Financiële koningsdrama’s

Door Pierre Pieterse – Eindelijk een leuk boek over de financiële crisis. Te midden van de stortvloed aan apocalyptische en andere doemverhalen duikt Roel Janssen in Grof geld in de geschiedenis van de financiële schandalen. En dat levert een bonte mix op van soms treurige en soms lachwekkende schandalen. Maar voor de klok wordt terug gezet, rekent Janssen even af met het nog altijd levende idee dat Nederland behoudens een paar uitwassen een maagdelijke track record heeft op het gebied van malversatie. Vergeet het maar, en hij begint met opsommen:  World Online, Ahold, of Bouwfonds… Maar ook in de ‘marge’ spelen we een aardig deuntje mee: Novocap, Palminvest, of Easy Life…

Natuurlijk is het niet vreemd dat Nederland ook zo zijn portie narigheid geserveerd krijgt, al is het maar omdat ons land aan de bakermat heeft gestaan van het moderne financiële kapitalisme. Aandelen, ‘naked short’, speculeren, windhandel, het zijn allemaal Hollandse vindingen. Saillant detail: zelfs het internationale woord ‘beurs’, als marktplaats van geld, vindt zijn oorsprong in de Lage Landen. Na gedane geldzaken op een plein in Brugge namen de handelaren een pint in herberg Van den Beursen, beurs is hiervan afgeleid.

In dit licht is het bijna ironisch dat het juist dat het muuranker van het Nederlandse financiële huis, naast de hoekstenen VOC, Wisselbank en Beurs, zijn stabiliteit en onfeilbaarheid is. Het vertrouwen dat de internationale wereld stelde in Nederland leidde tot een toevloed aan geld dat zocht naar beleggingen, en de lage rente deed de rest. Met als resultaat een enorm financiële centrum waar we naast alle lusten de afgelopen tijd de giftige lasten van hebben ervaren.

Janssen loopt chronologisch door de geschiedenis heen, van ‘bankier’ Lambert de Vries (1304) tot ‘shortseller’ Louis Reijtenbach, en dat geeft de auteur de gelegenheid om gepaste historische intermezzo’s te plaatsen.

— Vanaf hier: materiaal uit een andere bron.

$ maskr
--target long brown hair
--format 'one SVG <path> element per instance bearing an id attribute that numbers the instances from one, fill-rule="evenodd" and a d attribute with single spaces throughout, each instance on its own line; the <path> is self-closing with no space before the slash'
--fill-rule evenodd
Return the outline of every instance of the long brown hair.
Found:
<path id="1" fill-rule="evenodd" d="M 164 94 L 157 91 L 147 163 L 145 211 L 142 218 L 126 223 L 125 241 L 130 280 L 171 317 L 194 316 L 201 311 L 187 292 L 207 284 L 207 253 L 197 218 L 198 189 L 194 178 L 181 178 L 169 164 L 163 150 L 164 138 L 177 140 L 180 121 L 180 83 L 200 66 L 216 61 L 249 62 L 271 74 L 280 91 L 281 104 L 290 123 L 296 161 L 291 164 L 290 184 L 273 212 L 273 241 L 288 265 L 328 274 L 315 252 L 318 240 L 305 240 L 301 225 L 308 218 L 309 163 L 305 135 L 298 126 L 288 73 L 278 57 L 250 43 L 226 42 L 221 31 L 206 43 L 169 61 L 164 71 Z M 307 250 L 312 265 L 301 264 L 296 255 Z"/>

Zoals die van Thomas Gresham (1519-1579), de man van de muntwaarde en wisselkoersen, en de beroemde uitspraak ‘good and bad coin cannot circulate together’ (en dus niet van het apocriefe ‘bad money drives out good money’, die uitspraak uit 1858 is van de Britse econoom Henry Dunning McLeod), of die van John Law (1671-1729), de aartsvader van de windhandel, de oprichter van de Compagnie L’Occident die mensen verleidde te beleggen in bar land. Zeer vermakelijk en nog altijd leerzaam!

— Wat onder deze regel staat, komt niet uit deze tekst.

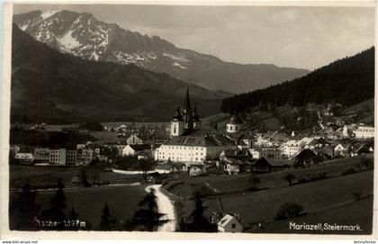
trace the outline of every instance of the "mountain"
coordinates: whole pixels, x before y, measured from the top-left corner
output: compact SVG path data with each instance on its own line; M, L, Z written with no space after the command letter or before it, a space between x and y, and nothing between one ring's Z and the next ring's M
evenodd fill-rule
M14 122L166 121L184 101L186 88L201 115L219 111L222 93L133 64L62 54L14 25Z
M86 13L35 11L14 15L14 23L61 52L88 60L135 64L214 91L256 90L309 72L270 64L225 62L214 56L179 49L157 36L148 37L115 23L105 23Z
M258 104L303 106L341 104L347 107L374 97L374 48L332 62L300 78L226 98L221 111Z

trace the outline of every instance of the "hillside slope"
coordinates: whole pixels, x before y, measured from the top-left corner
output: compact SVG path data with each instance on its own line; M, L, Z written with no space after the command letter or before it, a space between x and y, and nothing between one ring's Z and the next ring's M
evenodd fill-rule
M35 40L61 52L88 60L135 64L214 91L252 91L309 72L272 64L225 62L212 55L177 48L157 36L105 23L86 13L34 11L14 15L14 23Z
M341 104L350 106L374 97L374 48L314 70L305 77L268 88L226 98L221 112L263 104L303 106Z
M201 115L219 111L222 94L135 65L65 55L14 25L13 121L166 121L187 87Z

Het mooiste verhaal is wel dat van Lodewijk Pincoffs (eind 19de eeuw), de man die Rotterdam groot heeft gemaakt maar dat nooit mocht meemaken. Een koningsdrama in kort bestek. De man achter de Rotterdamse haven maar ook de man die jarenlang de cijfers van zijn andere ondernemingen oppoetste om in het onvermijdelijke faillissement tal van andere banken en bedrijven in de neergang meesleurde. Een drama Ahold van internationale allure. Op de Kop van Zuid staat een standbeeld van de man, met het veelzeggende bijschrift: ‘A spectacle of so much glory and so much shame.’

Vermakelijke vakantiekost waar je ook nog wat van opsteekt, bijvoorbeeld de zelden uitgesproken maar niettemin ultieme les in geldzaken: als het goed gaat, gaat het goed, en als het fout gaat, fout. En daar kan geen financiële alchemist of expert iets aan veranderen.

(Deze boekbespreking is eerder verschenen in Managementboek Magazine.)